When the corrections are done, the group can run the accessibility evaluation tools again. The document author can choose to delete the earlier report annotations at this time or she may just mark them as obsolete. The group may also freeze a copy of the evaluated page with the original annotations.

3 ANNOTEA METADATA INFRASTRUCTURE

The basic Annotea infrastructure is presented in Figure 7. When a user attaches an annotation to a Web page the annotation metadata is stored on one or more annotation servers. When the annotated Web page is visited by a user using an Annotea capable client the client queries annotations related to the document from the annotations servers to which the user subscribes. For the queries, Annotea has a special query language Algae in addition to a simple URI request for 'all' annotations of a page. The retrieved annotations can be presented to the user in several ways. In our Amaya [Amaya] client they appear in the context of the Web page as icons, but it is possible to query and present the metadata information in many other ways also.

client embedds annotations from Annotea servers to a Web page

Figure 7: Annotea infrastucture

Annotea uses W3C technologies when possible. The HTTP protocol is used to store and retrieve the RDF/XML [RDF 1999] metadata describing annotations from the Annotea servers. Each Annotea server is a generic RDF store. The XPointer standard is used to refer to the part of the document being annotated and Xlink is used to present the annotations on a Web page.

The metadata infrastructure of the Annotea project makes it easy to support the annotation scenarios presented above. The basic annotation schema and the extensions needed for the previous scenarios are discussed in the following sections.

3.1 Basic Annotea Annotations

In the first scenario, the students annotate Web pages and use the reply threads as supported by the Annotea infrastructure.

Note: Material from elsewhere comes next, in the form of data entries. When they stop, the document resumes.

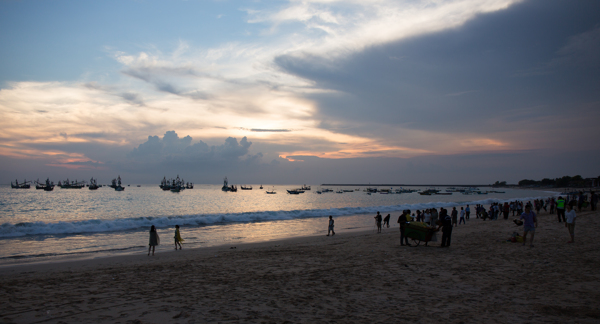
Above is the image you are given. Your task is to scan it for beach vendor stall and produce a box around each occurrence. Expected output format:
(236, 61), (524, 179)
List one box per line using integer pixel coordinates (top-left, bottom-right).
(404, 222), (437, 246)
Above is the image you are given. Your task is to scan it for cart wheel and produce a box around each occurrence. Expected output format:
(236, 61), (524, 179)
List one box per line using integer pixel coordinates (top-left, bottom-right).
(410, 239), (421, 247)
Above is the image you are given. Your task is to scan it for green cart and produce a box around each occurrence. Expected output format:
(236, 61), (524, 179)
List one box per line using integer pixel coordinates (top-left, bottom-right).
(404, 222), (435, 246)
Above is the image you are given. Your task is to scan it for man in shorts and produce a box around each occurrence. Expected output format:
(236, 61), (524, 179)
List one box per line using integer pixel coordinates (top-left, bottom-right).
(520, 204), (537, 247)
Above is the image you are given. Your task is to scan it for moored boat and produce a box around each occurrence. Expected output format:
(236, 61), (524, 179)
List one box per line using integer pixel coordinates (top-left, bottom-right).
(10, 180), (31, 189)
(88, 177), (99, 190)
(111, 175), (125, 191)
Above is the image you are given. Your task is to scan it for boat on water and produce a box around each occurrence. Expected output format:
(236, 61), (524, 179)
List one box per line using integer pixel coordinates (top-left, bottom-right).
(35, 178), (54, 191)
(88, 177), (100, 190)
(110, 175), (125, 191)
(221, 177), (237, 192)
(10, 180), (31, 189)
(169, 175), (186, 192)
(58, 178), (85, 189)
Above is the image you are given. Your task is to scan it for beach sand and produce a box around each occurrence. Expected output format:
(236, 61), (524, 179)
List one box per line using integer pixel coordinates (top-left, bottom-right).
(0, 211), (600, 323)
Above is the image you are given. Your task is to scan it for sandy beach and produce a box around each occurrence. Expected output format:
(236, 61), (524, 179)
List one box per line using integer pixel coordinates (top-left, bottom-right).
(0, 206), (600, 323)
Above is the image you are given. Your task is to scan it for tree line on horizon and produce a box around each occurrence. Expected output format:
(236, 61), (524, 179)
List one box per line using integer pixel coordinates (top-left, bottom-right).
(493, 175), (600, 187)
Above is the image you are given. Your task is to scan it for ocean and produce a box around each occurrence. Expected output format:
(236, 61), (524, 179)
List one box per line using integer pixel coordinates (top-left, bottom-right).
(0, 184), (556, 266)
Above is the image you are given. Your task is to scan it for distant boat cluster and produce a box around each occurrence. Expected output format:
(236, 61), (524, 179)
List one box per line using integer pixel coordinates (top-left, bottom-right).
(10, 176), (127, 191)
(158, 175), (194, 192)
(10, 175), (505, 196)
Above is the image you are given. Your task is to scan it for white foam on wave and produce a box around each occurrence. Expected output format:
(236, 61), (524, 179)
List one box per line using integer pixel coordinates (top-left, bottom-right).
(0, 192), (546, 238)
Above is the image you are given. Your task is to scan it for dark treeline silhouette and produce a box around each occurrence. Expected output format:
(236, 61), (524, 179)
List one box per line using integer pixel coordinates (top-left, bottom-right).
(493, 175), (600, 188)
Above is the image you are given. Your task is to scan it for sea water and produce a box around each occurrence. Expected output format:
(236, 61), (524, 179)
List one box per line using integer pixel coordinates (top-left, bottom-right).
(0, 185), (555, 265)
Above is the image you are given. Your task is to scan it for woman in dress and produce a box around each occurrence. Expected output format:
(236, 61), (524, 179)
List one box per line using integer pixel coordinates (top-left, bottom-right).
(148, 225), (160, 255)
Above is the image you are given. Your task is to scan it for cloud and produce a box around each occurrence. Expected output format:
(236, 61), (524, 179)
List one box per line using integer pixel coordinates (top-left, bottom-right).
(275, 1), (600, 153)
(129, 131), (252, 161)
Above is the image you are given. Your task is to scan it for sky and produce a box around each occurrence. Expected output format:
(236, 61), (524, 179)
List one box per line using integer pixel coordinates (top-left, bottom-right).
(0, 0), (600, 184)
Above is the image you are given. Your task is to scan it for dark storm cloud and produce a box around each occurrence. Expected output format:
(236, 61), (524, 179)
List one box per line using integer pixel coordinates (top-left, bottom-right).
(275, 0), (600, 133)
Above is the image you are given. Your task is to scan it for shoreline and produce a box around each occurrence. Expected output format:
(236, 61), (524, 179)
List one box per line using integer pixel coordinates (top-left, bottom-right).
(0, 206), (600, 323)
(0, 191), (559, 269)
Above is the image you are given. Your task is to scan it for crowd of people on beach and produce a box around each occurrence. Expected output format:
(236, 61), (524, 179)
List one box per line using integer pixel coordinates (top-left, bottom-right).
(148, 191), (599, 255)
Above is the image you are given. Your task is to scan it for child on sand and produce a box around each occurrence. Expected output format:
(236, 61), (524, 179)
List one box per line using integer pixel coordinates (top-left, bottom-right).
(327, 215), (335, 236)
(520, 204), (537, 247)
(175, 225), (183, 250)
(565, 204), (577, 243)
(148, 225), (160, 255)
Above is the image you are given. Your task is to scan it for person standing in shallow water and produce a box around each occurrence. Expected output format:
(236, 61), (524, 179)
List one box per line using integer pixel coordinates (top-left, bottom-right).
(327, 215), (335, 236)
(374, 212), (381, 234)
(175, 225), (183, 250)
(383, 214), (391, 228)
(148, 225), (160, 255)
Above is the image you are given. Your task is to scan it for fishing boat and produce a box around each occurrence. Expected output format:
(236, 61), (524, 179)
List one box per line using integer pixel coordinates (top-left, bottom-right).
(35, 178), (54, 191)
(111, 176), (125, 191)
(35, 178), (54, 191)
(58, 178), (85, 189)
(221, 177), (237, 192)
(88, 177), (99, 190)
(10, 180), (31, 189)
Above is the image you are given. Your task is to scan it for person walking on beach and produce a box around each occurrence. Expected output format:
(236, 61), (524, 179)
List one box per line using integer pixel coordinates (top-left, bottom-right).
(175, 225), (183, 250)
(383, 214), (391, 228)
(431, 208), (438, 226)
(556, 196), (565, 223)
(148, 225), (160, 255)
(327, 215), (335, 236)
(374, 212), (381, 234)
(565, 204), (577, 243)
(398, 210), (410, 246)
(520, 204), (537, 247)
(452, 207), (458, 226)
(438, 208), (452, 247)
(423, 209), (431, 225)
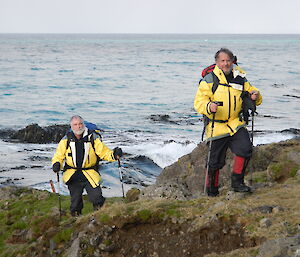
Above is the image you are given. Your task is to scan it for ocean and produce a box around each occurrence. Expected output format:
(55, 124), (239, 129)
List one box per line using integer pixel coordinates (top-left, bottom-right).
(0, 34), (300, 196)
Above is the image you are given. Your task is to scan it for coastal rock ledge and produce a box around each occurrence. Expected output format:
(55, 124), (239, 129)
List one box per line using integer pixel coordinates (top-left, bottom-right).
(140, 137), (300, 200)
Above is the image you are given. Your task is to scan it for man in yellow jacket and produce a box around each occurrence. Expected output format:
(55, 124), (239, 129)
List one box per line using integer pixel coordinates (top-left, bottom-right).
(194, 48), (262, 196)
(52, 115), (122, 216)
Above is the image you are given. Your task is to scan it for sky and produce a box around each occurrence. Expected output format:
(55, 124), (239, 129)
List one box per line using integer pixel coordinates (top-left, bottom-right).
(0, 0), (300, 34)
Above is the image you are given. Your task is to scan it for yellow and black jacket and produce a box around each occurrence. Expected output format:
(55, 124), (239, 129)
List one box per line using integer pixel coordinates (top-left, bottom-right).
(52, 128), (116, 187)
(194, 65), (262, 140)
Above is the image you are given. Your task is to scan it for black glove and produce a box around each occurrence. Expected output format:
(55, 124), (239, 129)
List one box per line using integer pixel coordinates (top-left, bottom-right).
(52, 162), (60, 172)
(114, 147), (123, 160)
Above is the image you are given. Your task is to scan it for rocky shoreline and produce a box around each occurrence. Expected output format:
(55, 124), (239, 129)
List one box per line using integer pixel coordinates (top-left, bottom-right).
(0, 123), (300, 254)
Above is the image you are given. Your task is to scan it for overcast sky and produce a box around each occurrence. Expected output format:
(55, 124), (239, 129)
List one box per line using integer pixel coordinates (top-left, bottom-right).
(0, 0), (300, 34)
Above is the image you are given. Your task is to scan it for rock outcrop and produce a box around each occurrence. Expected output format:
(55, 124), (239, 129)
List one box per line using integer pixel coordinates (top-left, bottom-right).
(141, 138), (300, 200)
(9, 124), (70, 144)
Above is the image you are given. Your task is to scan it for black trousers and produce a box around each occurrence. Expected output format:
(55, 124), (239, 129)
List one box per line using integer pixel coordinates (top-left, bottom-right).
(68, 178), (105, 213)
(209, 128), (253, 171)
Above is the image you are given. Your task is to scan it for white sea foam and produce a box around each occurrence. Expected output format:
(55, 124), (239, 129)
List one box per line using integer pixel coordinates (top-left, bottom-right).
(124, 142), (197, 168)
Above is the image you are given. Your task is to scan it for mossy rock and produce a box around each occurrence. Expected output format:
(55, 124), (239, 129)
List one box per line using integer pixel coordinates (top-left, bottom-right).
(267, 160), (300, 183)
(125, 188), (141, 203)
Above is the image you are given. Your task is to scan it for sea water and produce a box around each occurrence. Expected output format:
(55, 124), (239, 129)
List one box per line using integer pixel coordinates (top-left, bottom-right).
(0, 34), (300, 195)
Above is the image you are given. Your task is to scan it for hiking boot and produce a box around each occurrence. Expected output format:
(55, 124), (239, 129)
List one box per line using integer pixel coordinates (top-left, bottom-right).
(232, 183), (251, 193)
(207, 188), (219, 197)
(206, 170), (219, 197)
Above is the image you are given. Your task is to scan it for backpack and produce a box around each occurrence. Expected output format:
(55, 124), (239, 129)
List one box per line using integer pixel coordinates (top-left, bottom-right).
(199, 56), (256, 141)
(66, 121), (102, 171)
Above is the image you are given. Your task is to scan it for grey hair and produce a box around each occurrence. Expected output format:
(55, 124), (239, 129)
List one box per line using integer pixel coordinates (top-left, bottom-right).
(215, 48), (234, 61)
(70, 115), (84, 125)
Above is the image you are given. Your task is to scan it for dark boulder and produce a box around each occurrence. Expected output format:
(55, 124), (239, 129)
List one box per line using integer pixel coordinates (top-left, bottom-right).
(141, 138), (300, 200)
(10, 124), (70, 144)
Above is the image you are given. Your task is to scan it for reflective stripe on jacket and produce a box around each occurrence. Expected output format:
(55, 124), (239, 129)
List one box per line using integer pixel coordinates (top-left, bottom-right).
(194, 65), (262, 140)
(52, 129), (116, 187)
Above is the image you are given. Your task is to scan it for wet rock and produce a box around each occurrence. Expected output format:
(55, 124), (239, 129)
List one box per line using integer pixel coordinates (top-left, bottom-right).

The annotations and the replies in these scenarios are metadata described with RDF.

annotation schema

Figure 8: An instance of the basic annotation schema

Figure 8 presents an instance of a basic annotation schema. It uses properties from multiple RDF schemas [RDFS 2000] e.g. Dublin Core (dc:) [DCMI 1999] to define the annotations. Annotations can apply to a whole document or just a part of it. The annotates property refers to the annotated document and the context property refers to the actual location of the annotation within the annotated document. The annotation content written by the user is stored in the body property and a descriptive annotation title is stored in the dc:title property. The other properties further describe the annotation.

3.2 Extending the Annotation Schema for Reply Threads

Annotea has also a reply concept that can be attached to an annotation or to another reply. Replies form discussion threads that start from an annotation.

reply schema

Figure 9: An instance of the reply schema

Figure 9 presents an instance of a reply schema. It looks very similar to an annotation schema. It has two new properties, the inReplyTo property, which defines which annotation or reply was the previous one in the thread, and the root, which always points to the first annotation in the thread. The root is used for performance optimization, it permits us to find many replies more easily without having to do more chaining.

The generic metadata-based design of our annotation server and the query language made it easy to incorporate the additional properties; the bulk of the work was in extending the user interface capabilities.

3.3 Using Annotea for Shared Bookmark Annotations

When we add a category property to a schema very similar to an annotation schema we can create bookmarks. These may be seen as annotations of type bookmark or as a separate bookmark concept. With RDF it is easy to add the category property. The DAML+OIL ontology construction vocabulary [DAML 2001] provides a framework for describing new properties with precise semantics and placing those semantics in the Web.

The generic metadata approach naturally lends itself to supporting a variety of views of the bookmarks. We can write new queries so that no changes are needed for our annotation server. However, the user interface needs some work. The bookmarks need a special icon to visually differentiate them from other kinds of more conventional annotations when the bookmarks are presented on a visited page. Also we would like to be able to present all the bookmarks in a category hierarchy.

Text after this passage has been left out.